With its world class traceability and eating quality grading systems, premium Australian grainfed beef delivers this trust from farm to fork, every animal is tracked, ensuring top tier food safety and transparency.
Sustainability credentials and provenance are an increasingly part of supplier selection and brand storytelling, not a “nice to have”.
What’s one thing you want hospitality leaders in the UAE to understand about premium beef in 2026 that they might not be thinking about yet?
Premium beef is no longer just a luxury ingredient; it’s a brand and experience differentiator. Those who integrate it into their broader food story, will see the strongest returns. As a brand, Aussie Beef & Lamb logos now have high awareness and strong associations with quality, safety and trust. Australian red meat is widely viewed as the “most superior” among imports by affluent MENA region consumers.
Looking ahead, what should hotel groups and F&B leaders be paying closer attention to when it comes to premium beef sourcing in the next three to five years?
Over the next three to five years, premium beef sourcing will be less about individual cuts and last-minute substitutions, and more about long-term, reliable partnerships that deliver consistency, flexibility, and eating quality across multiple dining formats.
In 2026, some 128m tourists are expected to arrive in the region and spend around US$ 151.3bn. An additional 27m tourists are forecast between 2025-2030 with Saudi Arabia, UAE and Egypt leading the growth. An additional 560 new hotels (and associated dining venues) are forecast to be built over the same period, boosting food and red meat consumption.

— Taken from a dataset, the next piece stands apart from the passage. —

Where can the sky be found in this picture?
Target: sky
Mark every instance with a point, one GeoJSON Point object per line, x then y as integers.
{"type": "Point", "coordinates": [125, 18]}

Visitors to the UAE are more informed and adventurous diners; they expect high quality and menus designed for international tastes. Aussie Beef and Lamb are a trusted choice across all international cuisines from fine dining, to casual and all-day menus. As expectations around sustainability, transparency, and supply-chain reliability continue to rise, operators will increasingly favour suppliers that can support menu engineering, yield optimisation, and storytelling.